Он долго молчал, прежде чем опять заговорить…

– Это был очередной налет банды петлюровцев. Деда повесили на глазах у молодой жены, а ей самой обрубили топором пальцы на обеих руках. Все десять пальцев, до второй фаланги… Но не до конца обрубили, – продолжал он, по-прежнему не глядя на меня, – пальцы потом срослись. Ужасно, правда, срослись, так, что глядеть страшно, но все же какие-никакие, а руки… А в тот момент она, обезумев от боли и горя, волоча болтающиеся, как плети, руки с обрубленными пальцами, оставляя за собой кровавую дорогу, бежала на обрыв, чтобы броситься вниз, в реку. И когда она добежала, то вдруг почувствовала, как отчаянно бьется в животе ребенок, словно понимая, что она собирается сотворить, словно умоляя о жизни… Так она осталась жить, а через три месяца на свет появился мой отец, которого она назвала именем деда…

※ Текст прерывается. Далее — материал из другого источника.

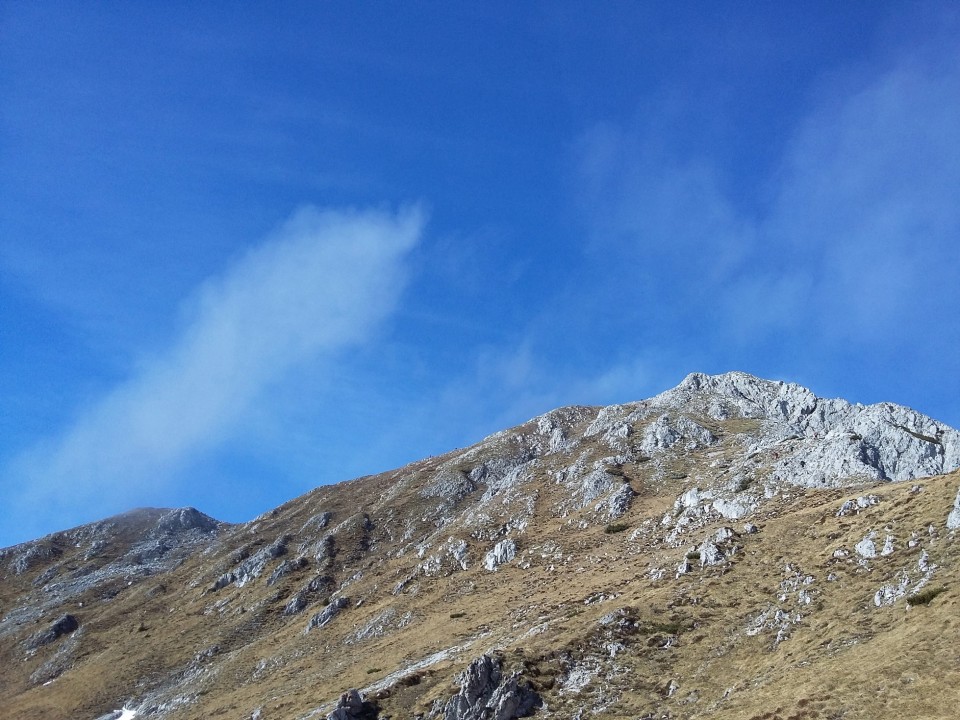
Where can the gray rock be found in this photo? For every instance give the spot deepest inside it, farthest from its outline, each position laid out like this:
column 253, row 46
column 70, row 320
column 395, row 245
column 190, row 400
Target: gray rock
column 286, row 567
column 503, row 552
column 352, row 706
column 64, row 625
column 184, row 520
column 327, row 614
column 953, row 519
column 867, row 548
column 252, row 567
column 853, row 507
column 485, row 694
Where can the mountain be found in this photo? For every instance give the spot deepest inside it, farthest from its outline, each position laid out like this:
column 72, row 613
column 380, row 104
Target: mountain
column 732, row 548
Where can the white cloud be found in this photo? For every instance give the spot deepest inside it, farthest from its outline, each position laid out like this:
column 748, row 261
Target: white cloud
column 321, row 283
column 852, row 231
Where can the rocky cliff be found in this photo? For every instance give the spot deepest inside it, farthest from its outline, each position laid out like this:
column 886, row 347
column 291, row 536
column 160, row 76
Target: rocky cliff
column 733, row 547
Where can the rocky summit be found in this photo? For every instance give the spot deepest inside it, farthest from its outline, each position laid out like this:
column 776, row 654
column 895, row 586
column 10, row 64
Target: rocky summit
column 731, row 548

Он рассказывал это очень просто и твердо. Как-то повествовательно, как сказку рассказывал: «Жили-были…» И от этого делалось еще страшней, и хотелось сжимать кулаки и плакать оттого, что это было на свете…

– Я не знаю, зачем все это тебе рассказываю, – виновато сказал он. – Я приготовил положительные эмоции, целый вагон хороших анекдотов. Но когда я тебя увидел, то понял, что анекдоты не нужны. Поэтому рассказываю что-то не то…

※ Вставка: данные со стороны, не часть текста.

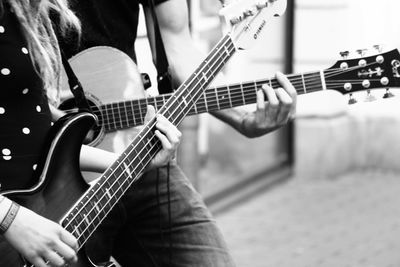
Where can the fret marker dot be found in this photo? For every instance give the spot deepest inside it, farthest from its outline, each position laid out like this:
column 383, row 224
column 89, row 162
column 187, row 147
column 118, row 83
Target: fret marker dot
column 26, row 130
column 5, row 71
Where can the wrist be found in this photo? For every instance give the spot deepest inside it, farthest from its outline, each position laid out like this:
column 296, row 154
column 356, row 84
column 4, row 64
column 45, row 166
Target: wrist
column 5, row 204
column 9, row 218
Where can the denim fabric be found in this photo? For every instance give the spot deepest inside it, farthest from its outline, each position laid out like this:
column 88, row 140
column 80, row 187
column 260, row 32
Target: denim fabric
column 140, row 232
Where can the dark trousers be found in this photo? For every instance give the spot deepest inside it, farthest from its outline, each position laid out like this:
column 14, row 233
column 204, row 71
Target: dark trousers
column 144, row 230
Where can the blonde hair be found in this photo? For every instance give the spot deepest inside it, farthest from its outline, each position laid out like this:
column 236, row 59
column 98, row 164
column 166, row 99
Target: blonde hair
column 37, row 26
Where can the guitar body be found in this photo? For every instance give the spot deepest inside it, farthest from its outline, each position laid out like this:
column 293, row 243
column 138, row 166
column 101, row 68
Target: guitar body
column 107, row 75
column 60, row 183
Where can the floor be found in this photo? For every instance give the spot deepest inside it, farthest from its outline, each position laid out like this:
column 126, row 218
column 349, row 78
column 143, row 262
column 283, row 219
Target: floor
column 350, row 221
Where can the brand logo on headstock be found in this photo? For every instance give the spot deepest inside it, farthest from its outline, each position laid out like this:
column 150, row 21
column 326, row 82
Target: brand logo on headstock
column 369, row 73
column 259, row 29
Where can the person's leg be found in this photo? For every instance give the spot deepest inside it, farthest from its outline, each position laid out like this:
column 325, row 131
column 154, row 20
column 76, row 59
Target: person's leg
column 174, row 229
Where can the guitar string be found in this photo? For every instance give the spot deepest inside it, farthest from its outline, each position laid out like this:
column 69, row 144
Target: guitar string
column 151, row 148
column 149, row 127
column 328, row 74
column 118, row 120
column 234, row 96
column 146, row 147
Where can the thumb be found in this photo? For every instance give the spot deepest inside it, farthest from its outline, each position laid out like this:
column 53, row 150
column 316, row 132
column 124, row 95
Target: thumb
column 149, row 114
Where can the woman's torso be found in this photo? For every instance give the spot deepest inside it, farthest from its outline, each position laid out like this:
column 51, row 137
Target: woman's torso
column 24, row 112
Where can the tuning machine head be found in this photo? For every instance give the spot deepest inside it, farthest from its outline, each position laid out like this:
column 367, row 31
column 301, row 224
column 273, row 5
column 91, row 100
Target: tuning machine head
column 378, row 48
column 344, row 54
column 388, row 94
column 362, row 51
column 352, row 100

– Именно то! – нетерпеливо перебила я его. – Именно, именно то!

– Ну тогда слушай дальше, – сказал он и переложил сетку с колен на скамейку. Апельсины свободно раскатились, и один даже упал со скамейки, застряв в сетке и оттягивая ее, как баскетбольный мяч. – У бабули не осталось ни одной дедовской фотографии. Так уж получилось. Люди редко в то время фотографировались, и потом, она тотчас же уехала из того городка, где жила с дедом. Я не думаю, чтобы она забыла его лицо. Ведь мой отец поразительно похож на деда, а я, говорят, еще больше. Нет, конечно же, она прекрасно помнила его лицо, хотя с того дня прошло пятьдесят лет… И вот – это было совсем недавно, месяца три назад – какие-то дальние родственники из Киева прислали вдруг фотографию деда. Они, наверное, копались в своем альбоме и наткнулись на нее. Сначала не могли вспомнить, кто это, а когда догадались, решили прислать ее нам. И то правда – зачем валяться чужой фотографии в семейном альбоме… Ты знаешь, я никогда еще не видел таких лиц у людей, какое было у бабушки, когда она распечатала письмо с фотографией. Знаешь, это, наверное, совсем нелегко – увидеть лицо любимого, которого похоронила пятьдесят лет назад. Она не сказала ни слова и весь день провозилась на кухне. Но ночью… У нас тесновато, и мы с бабушкой спим в одной комнате. И я слушал, как всю ночь она проговорила с дедом. Плакала и говорила: «Ну, как я тебе нравлюсь? Посмотри, на что я стала похожа. Ты видишь эти руки? Что же это творится, боже мой, что твой младший внук на год старше тебя?» Потом, утром, она мне призналась: «Когда я разорвала конверт и оттуда выпала его фотография, у меня помутилось в голове, и я, знаешь, на самую маленькую секунду подумала, что мне двадцать два года, а он уехал на ярмарку, в Дунаевцы, и пишет мне оттуда письмо. А его смерть и вся моя жизнь – это просто страшный сон, который снился прошлой ночью…» Больше ничего интересного я не расскажу. Ешь апельсин, не напрасно же я за ними в очереди стоял!